Cari amici e amiche di Mark Caltagirone,
ora che la verità s’è palesata – Mark sono io, motivo per cui nell’ultimo bimestre sono stata, come dire, inafferrabile 😀 – posso anche uscire dall’ombra e tornare ad imbrattare allegramente questi schermi.
Ed in considerazione dell’epoca, perché non farlo disseppellendo dai gattini rotolanti di polvere un bell’amarcord direttamente dagli anni ’90?
Correva l’annus domini 1995 in quella della bassa taurinense; mese di giugno in tempi non sospetti, leggasi quando ancora l’emergenza climatica non deflagrava quotidianamente in micidiali secchiate di grandine e allagamenti repentini un giorno sì e l’altro pure.
Insomma: faceva caldo, mooolto caldo, caldissimo proprio per chi, a giugno 1995 come me, s’appropinquava al temutissimo, vecchio esame di maturità. Maturità classica, peraltro, nulla a che vedere con quel divertissement di laurea in Scienze delle Merendine che sarebbe arrivata cinque anni dopo.
Sino alla fine degli anni ’90, che a voi sembrano il Pleistocene ma per noi quarantenni hanno lo smalto e la vividezza dell’altroieri, o giovani maturandi all’ascolto (?!), dovete infatti sapere che il temutissimo esame di Stato per ogni studente di scuola superiore dello stivale assumeva i contorni dell’incubo.
Per dire: se voi pensate che oggi, dopo la riforma di fine anni ’90, l’esame così com’è strutturato oggi, con crediti, commissioni miste, tre prove e via discorrendo, rappresenti uno scoglio scoscesissimo…ecco, allora moltiplicate tutto questo per cinque (per me, pure per quindici) ed non otterrete che una vaga idea di cosa rappresentasse la maturità allora.
Non per nulla, Venditti non c’ha dedicato una canzone per caso!
Un solo commissario interno – leggasi: una sola anima pia che foooorse, avendoti conosciuto nel lustro precedente, potesse infonderti un po’ di coraggio – due materie per l’orale su una rosa avvizzita di quattro/cinque proposte dal Ministero, di cui una a tua scelta e l’altra a scelta della commissione.
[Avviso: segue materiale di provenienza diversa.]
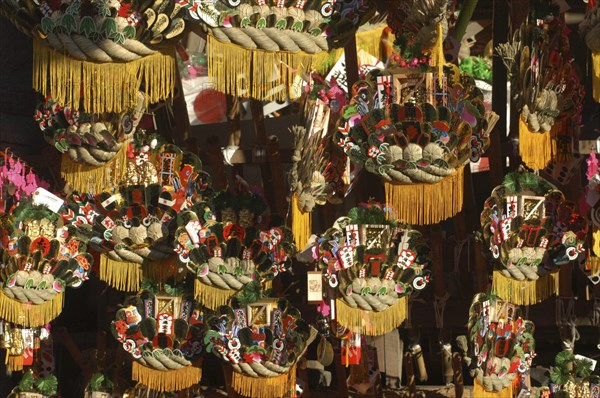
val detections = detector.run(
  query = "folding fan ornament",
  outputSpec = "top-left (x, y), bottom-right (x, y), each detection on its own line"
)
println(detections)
top-left (90, 145), bottom-right (211, 291)
top-left (0, 320), bottom-right (50, 372)
top-left (0, 0), bottom-right (185, 114)
top-left (468, 293), bottom-right (536, 398)
top-left (318, 204), bottom-right (431, 336)
top-left (496, 13), bottom-right (585, 170)
top-left (204, 299), bottom-right (317, 398)
top-left (288, 95), bottom-right (346, 249)
top-left (334, 65), bottom-right (498, 224)
top-left (185, 0), bottom-right (382, 100)
top-left (175, 203), bottom-right (295, 309)
top-left (579, 3), bottom-right (600, 102)
top-left (481, 171), bottom-right (588, 305)
top-left (34, 92), bottom-right (146, 192)
top-left (0, 201), bottom-right (93, 327)
top-left (111, 284), bottom-right (204, 391)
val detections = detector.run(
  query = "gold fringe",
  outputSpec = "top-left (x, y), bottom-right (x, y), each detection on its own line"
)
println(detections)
top-left (142, 256), bottom-right (179, 282)
top-left (131, 361), bottom-right (202, 391)
top-left (384, 167), bottom-right (464, 225)
top-left (519, 118), bottom-right (559, 170)
top-left (473, 379), bottom-right (513, 398)
top-left (430, 22), bottom-right (446, 86)
top-left (0, 290), bottom-right (63, 327)
top-left (33, 40), bottom-right (176, 113)
top-left (60, 141), bottom-right (129, 193)
top-left (231, 365), bottom-right (296, 398)
top-left (6, 355), bottom-right (23, 372)
top-left (207, 35), bottom-right (329, 101)
top-left (356, 25), bottom-right (394, 60)
top-left (99, 254), bottom-right (142, 292)
top-left (194, 279), bottom-right (237, 310)
top-left (592, 53), bottom-right (600, 102)
top-left (585, 256), bottom-right (600, 275)
top-left (492, 270), bottom-right (559, 305)
top-left (335, 296), bottom-right (408, 336)
top-left (292, 193), bottom-right (312, 251)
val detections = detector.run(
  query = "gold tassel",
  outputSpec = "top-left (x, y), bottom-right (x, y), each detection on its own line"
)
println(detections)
top-left (492, 270), bottom-right (559, 305)
top-left (99, 254), bottom-right (142, 292)
top-left (60, 141), bottom-right (129, 193)
top-left (142, 256), bottom-right (179, 282)
top-left (385, 167), bottom-right (464, 225)
top-left (430, 22), bottom-right (446, 86)
top-left (335, 296), bottom-right (408, 336)
top-left (207, 35), bottom-right (329, 101)
top-left (292, 193), bottom-right (312, 251)
top-left (194, 279), bottom-right (238, 310)
top-left (356, 25), bottom-right (394, 60)
top-left (33, 40), bottom-right (176, 113)
top-left (519, 118), bottom-right (559, 170)
top-left (0, 290), bottom-right (63, 328)
top-left (6, 355), bottom-right (23, 372)
top-left (592, 53), bottom-right (600, 102)
top-left (131, 361), bottom-right (202, 391)
top-left (473, 378), bottom-right (513, 398)
top-left (231, 365), bottom-right (296, 398)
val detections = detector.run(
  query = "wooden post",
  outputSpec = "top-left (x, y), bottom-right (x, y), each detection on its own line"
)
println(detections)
top-left (333, 349), bottom-right (348, 397)
top-left (487, 0), bottom-right (509, 187)
top-left (404, 352), bottom-right (417, 398)
top-left (452, 352), bottom-right (465, 398)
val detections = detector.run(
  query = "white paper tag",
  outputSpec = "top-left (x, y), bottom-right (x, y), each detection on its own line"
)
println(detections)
top-left (33, 188), bottom-right (65, 213)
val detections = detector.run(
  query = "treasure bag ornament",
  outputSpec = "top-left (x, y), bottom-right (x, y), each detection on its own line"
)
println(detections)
top-left (481, 171), bottom-right (588, 305)
top-left (204, 299), bottom-right (317, 398)
top-left (496, 13), bottom-right (585, 170)
top-left (468, 293), bottom-right (536, 398)
top-left (334, 67), bottom-right (497, 224)
top-left (111, 286), bottom-right (204, 391)
top-left (174, 203), bottom-right (295, 309)
top-left (0, 201), bottom-right (93, 327)
top-left (318, 205), bottom-right (431, 336)
top-left (0, 0), bottom-right (190, 114)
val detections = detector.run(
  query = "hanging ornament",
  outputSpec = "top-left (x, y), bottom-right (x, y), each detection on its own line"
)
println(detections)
top-left (468, 293), bottom-right (536, 398)
top-left (90, 144), bottom-right (211, 291)
top-left (175, 193), bottom-right (295, 309)
top-left (0, 191), bottom-right (93, 327)
top-left (496, 11), bottom-right (585, 170)
top-left (334, 66), bottom-right (497, 224)
top-left (180, 0), bottom-right (385, 101)
top-left (3, 0), bottom-right (185, 114)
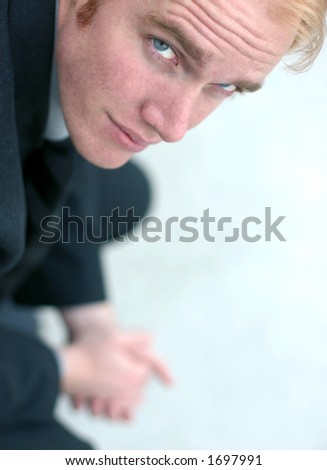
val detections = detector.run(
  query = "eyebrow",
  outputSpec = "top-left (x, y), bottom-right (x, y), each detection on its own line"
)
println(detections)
top-left (145, 14), bottom-right (212, 65)
top-left (142, 14), bottom-right (263, 93)
top-left (233, 80), bottom-right (263, 93)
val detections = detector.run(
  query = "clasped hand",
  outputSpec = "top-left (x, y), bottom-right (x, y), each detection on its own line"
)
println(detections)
top-left (60, 303), bottom-right (172, 420)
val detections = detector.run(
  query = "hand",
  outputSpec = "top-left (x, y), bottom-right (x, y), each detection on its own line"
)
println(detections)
top-left (61, 304), bottom-right (172, 419)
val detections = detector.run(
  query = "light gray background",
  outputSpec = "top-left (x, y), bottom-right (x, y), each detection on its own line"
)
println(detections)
top-left (42, 43), bottom-right (327, 449)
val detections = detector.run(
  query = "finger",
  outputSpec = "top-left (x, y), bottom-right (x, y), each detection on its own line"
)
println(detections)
top-left (72, 396), bottom-right (87, 410)
top-left (118, 331), bottom-right (153, 350)
top-left (129, 349), bottom-right (174, 385)
top-left (90, 398), bottom-right (106, 416)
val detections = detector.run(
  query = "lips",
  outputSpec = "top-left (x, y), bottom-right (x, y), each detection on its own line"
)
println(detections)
top-left (108, 115), bottom-right (158, 152)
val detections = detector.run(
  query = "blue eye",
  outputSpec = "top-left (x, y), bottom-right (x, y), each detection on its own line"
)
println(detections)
top-left (152, 38), bottom-right (176, 59)
top-left (218, 83), bottom-right (237, 93)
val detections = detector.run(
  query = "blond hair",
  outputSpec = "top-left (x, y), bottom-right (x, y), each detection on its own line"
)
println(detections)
top-left (77, 0), bottom-right (327, 71)
top-left (279, 0), bottom-right (327, 72)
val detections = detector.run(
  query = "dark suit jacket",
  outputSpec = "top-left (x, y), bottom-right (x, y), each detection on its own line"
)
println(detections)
top-left (0, 0), bottom-right (104, 436)
top-left (0, 0), bottom-right (105, 305)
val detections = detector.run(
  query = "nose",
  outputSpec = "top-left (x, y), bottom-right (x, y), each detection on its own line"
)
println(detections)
top-left (141, 85), bottom-right (194, 142)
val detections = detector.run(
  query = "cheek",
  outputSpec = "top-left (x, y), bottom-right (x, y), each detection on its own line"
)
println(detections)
top-left (94, 47), bottom-right (153, 105)
top-left (189, 97), bottom-right (223, 129)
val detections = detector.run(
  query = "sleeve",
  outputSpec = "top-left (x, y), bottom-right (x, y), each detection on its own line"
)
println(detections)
top-left (0, 326), bottom-right (59, 425)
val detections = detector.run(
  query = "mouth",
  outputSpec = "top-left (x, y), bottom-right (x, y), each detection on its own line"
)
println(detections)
top-left (107, 115), bottom-right (157, 152)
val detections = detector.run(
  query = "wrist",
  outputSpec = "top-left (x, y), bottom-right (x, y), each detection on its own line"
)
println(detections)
top-left (61, 302), bottom-right (116, 338)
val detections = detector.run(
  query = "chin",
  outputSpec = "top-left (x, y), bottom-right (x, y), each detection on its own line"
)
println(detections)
top-left (72, 131), bottom-right (133, 170)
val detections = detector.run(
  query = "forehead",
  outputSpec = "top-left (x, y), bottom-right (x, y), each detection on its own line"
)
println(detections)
top-left (140, 0), bottom-right (296, 79)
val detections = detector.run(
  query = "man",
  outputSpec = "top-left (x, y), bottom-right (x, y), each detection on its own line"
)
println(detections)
top-left (0, 0), bottom-right (327, 448)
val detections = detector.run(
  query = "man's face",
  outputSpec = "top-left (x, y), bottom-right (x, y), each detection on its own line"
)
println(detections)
top-left (57, 0), bottom-right (295, 168)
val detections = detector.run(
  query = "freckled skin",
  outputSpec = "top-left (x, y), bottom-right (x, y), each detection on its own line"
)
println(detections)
top-left (56, 0), bottom-right (295, 168)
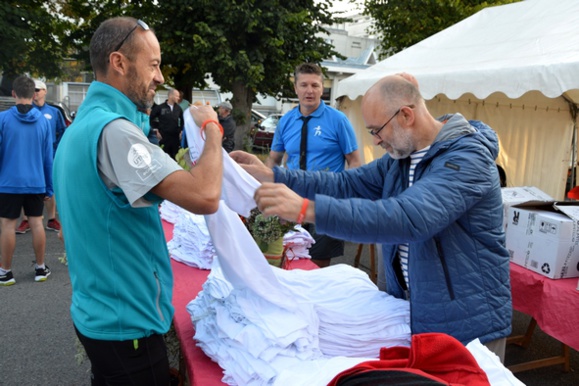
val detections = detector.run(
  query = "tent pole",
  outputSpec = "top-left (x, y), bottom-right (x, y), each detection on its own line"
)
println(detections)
top-left (569, 102), bottom-right (578, 193)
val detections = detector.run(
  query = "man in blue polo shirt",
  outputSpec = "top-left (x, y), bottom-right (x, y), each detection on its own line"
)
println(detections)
top-left (266, 63), bottom-right (361, 267)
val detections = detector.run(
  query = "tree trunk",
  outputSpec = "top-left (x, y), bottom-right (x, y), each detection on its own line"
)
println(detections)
top-left (231, 81), bottom-right (255, 150)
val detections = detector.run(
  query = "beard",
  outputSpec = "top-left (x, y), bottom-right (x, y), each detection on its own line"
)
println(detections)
top-left (387, 126), bottom-right (416, 159)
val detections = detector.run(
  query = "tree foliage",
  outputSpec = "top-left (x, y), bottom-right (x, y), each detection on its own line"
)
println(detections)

L’horror vacui proprio, perché se é vero che oggi oggetto dell’esame son tutte, le materie, vent’anni fa si richiedeva che quelle quattro/cinque sorteggiate tu le conoscessi dalla A alla Z, dieresi incluse.
E nella mia fulgida annata, nello stoico tempio dell’umanesimo, per capirci, la sorte ricadde sul quinquetto letale di latino greco italiano storia matematica.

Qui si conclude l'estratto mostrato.